India has earned its position as one of the fastest-growing economies across the world. The country’s economic growth and stability have created an influx of foreign and domestic capital that has further strengthened its financial condition. Additionally, the government’s new initiatives that boosted investment in different sectors has further encouraged customers to shift to domestic brands over foreign products. At this stage, strengthening the backbone of the country, Small and Medium Enterprises (SME) through SME lending has become important.
SMEs in India are mushrooming in various sectors across the country. Manufacturing, agriculture, service, construction, and other industries see a boom in profits in recent years. As per a study, SMEs in India are responsible for 40% of the total exports in the country. 37% of industrial output is also produced by these enterprises. To generate these numbers, the SMEs across the country employ 60 million people while creating 1.3 million jobs each year. As most of the Indian population lives in Tier 1 and Tier 2 cities, SMEs have started opening doors to the urban India of the future.
These SMEs are facing a huge financial gap, according to the IFC Report of 2018. Microfinance institutions are actively serving startups and other companies at the base of the pyramid. Banks are serving the corporates. In such cases, MSMEs have always had limited places to seek investment.

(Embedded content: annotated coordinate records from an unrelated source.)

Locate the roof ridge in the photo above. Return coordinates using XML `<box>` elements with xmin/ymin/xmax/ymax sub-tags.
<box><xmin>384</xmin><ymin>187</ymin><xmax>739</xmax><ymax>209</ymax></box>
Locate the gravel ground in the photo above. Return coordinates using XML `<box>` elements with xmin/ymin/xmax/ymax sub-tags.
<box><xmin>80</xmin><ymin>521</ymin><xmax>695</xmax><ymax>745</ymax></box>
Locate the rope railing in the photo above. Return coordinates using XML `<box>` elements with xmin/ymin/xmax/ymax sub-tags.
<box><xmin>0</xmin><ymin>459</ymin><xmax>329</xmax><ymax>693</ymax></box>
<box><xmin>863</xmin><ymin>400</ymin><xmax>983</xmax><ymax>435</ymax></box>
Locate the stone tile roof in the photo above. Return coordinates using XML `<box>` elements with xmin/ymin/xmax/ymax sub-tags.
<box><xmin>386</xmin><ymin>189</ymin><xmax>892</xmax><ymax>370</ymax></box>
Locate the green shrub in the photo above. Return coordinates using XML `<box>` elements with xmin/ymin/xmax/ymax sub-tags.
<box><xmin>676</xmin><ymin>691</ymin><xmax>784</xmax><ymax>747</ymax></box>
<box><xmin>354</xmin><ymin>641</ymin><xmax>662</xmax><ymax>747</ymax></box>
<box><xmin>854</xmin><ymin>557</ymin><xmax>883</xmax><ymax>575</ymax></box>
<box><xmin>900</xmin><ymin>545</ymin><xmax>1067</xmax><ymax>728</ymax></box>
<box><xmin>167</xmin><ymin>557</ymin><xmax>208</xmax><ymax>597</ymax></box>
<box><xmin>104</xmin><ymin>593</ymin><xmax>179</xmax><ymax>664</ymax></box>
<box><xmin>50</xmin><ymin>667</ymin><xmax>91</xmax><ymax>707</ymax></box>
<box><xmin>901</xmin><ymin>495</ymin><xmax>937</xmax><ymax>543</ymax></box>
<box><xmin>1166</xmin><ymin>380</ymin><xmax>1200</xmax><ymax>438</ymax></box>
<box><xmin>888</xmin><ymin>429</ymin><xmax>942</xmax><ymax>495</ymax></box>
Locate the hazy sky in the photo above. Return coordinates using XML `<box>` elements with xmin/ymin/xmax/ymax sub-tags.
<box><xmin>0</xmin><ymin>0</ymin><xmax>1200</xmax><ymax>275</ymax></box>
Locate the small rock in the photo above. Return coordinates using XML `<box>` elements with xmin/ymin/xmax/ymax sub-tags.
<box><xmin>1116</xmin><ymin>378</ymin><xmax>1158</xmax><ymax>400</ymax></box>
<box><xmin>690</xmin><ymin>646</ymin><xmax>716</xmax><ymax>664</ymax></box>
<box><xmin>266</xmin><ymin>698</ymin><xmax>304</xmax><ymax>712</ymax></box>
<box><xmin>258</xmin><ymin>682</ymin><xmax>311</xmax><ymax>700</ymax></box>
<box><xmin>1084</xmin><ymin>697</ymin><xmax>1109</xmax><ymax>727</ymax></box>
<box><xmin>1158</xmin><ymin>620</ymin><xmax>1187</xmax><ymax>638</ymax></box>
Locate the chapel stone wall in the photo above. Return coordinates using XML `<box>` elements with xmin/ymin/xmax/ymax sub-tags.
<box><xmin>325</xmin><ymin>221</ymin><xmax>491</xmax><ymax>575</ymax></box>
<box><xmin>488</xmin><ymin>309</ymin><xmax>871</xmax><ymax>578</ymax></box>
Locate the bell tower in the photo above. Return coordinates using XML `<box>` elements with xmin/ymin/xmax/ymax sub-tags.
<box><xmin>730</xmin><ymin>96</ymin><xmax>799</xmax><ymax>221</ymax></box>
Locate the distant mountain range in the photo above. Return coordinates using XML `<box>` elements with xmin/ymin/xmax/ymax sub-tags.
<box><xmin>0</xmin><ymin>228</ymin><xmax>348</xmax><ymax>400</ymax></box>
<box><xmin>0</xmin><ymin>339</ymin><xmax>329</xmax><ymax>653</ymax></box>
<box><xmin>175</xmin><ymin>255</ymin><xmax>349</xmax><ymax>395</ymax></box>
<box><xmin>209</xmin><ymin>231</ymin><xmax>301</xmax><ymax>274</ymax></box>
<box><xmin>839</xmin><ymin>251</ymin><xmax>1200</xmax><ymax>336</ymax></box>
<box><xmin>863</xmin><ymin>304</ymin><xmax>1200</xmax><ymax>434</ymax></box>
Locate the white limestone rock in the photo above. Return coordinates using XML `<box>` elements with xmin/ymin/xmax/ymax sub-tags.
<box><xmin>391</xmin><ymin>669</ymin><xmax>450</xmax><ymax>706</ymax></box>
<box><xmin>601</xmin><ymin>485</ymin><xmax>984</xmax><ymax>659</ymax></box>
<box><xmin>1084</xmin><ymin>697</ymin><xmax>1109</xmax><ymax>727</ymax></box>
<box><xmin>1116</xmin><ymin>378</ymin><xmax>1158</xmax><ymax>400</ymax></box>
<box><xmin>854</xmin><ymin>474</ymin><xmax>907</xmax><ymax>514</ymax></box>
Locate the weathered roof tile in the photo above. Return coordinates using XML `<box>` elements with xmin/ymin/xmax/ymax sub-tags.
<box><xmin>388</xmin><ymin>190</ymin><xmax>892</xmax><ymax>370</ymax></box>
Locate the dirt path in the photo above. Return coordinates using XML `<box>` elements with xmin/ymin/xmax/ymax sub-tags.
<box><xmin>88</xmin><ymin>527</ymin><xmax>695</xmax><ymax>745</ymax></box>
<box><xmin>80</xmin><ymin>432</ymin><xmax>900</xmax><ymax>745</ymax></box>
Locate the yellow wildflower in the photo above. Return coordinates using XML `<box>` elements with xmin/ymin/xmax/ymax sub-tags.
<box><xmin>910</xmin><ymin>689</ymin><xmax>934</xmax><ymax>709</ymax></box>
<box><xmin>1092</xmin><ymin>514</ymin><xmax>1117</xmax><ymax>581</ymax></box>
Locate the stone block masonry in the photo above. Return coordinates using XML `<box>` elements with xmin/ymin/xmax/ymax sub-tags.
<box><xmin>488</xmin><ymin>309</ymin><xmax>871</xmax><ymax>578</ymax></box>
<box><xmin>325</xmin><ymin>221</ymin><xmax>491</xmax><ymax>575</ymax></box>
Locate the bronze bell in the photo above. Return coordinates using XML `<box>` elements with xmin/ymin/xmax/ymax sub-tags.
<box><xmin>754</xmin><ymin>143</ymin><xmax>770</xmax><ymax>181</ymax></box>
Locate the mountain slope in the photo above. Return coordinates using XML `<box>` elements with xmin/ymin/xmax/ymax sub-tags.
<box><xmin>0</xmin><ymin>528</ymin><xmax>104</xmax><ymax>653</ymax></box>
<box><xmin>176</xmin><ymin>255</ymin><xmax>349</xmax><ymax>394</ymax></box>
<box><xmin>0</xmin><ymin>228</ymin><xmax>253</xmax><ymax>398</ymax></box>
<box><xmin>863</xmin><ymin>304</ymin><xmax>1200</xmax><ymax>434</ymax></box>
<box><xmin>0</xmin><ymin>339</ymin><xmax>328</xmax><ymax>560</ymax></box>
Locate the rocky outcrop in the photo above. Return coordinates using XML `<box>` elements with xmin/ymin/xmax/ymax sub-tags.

The problems faced by such companies are:
- Lack of collateral or property to mortgage
- No or insufficient credit history
- Lack of proper documentation
- Weak balance sheet
- Long disbursal period
- Long approval period
Earlier, the MSMEs had no other choice but to work with low capital. Most of them relied on informal financing, which was very expensive. They also worked with supply chain financing that limited their bargaining power and vendor choice. These limitations generated the need for new techniques of financing.
Alternate finance companies started changing the dynamics of the lending market with the help of venture capital and technology. These companies have motivated the MSMEs in India to use technology for online sales and business payments. With the help of the online footprint of cash influx, fintech companies easily identify the credibility of the applicant’s company. This makes the process of clearing loan applications easy for fintech companies.
In the Last Three Years…
The widespread use of smartphones has decreased the cost of data by 95% in the past 3 years. From small vegetable vendors to big companies, everyone is using social media platforms to make credit decisions. The attractive offers by different fintech companies and banks are opening new investment opportunities for entrepreneurs. Using the underwritings of digital payment data, fintech companies in India are allowing companies with low credit score or asset base to get the required funds on time.
Today, Small and Medium Enterprises are actively choosing new fintech companies that provide modern repayment facilities according to the demand of the company. Indifi Technologies Pvt Ltd provides an option of customised payment for loan applicants. The applicants at these companies receive credit at a lower cost through an entirely transparent process.
Also Read: Covid-19 Challenges Faced By MSME
Future of SME Lending
By 2023, the Indian government is planning to boost the annual MSME lending disbursement to reach around INR 6 lakh crore. The new-age fintech companies will use future growth opportunities as criteria for sifting through the list of eligible borrowers. Today, the applications are processed, and the funds are disbursed in less than 3 working days at companies like Indifi. This is among the fastest rates of fund disbursal in India currently.
With the growth of technology in the fintech industry, the dominance of banks as lenders will be threatened. It could be said that the banks will come forward to partner with leading fintech companies to provide better customised SME lending solutions for future borrowers. This will come as a relief for future applicants as the cost of acquisition will further go down.
Even today, lenders are partnering with fintech companies to improve the process of lending for MSMEs. By providing digital methods of lending, the MSME lenders are positively impacting the market by opening new doors of opportunity for companies that need capital for developing their services and products. In the future, digital lenders will instantly get access to the digitally verified data of their customers from fintech companies like Indifi. This information will include Income Tax, GST, equities, mutual funds, and other data that reduces the risk of fraud. Once the data is properly verified, the lenders could immediately disburse the amount based on the requirement of the applicant. This will reduce the time of fund disbursal.
Overview of Fintech Industry
The Financial Technology (Fintech) industry is majorly categorised as Consumer Lending, SME lending, and Online lending platforms. Indifi Technologies Pvt. Ltd. is one of the big fintech companies in India that has the resources to come up with their special parameters of checking the credibility of their applicants. By using advanced data analysis, their teams have worked on providing deep insights regarding the spending patterns of consumers. Based on this, Indifi checks the scope of the products and services of an MSME to decide if they can loan the required amount to the company or not.
Even if an applicant’s credit score is low, Indifi checks the credibility of the applicant and their business through its advanced algorithm. This algorithm checks the bank history, trends of repayment, the reputation of the company in the market, desirability of the services or products, and similar factors. Once the loan is approved, the applicant has the flexibility of choosing a comfortable repayment method depending on their capacity.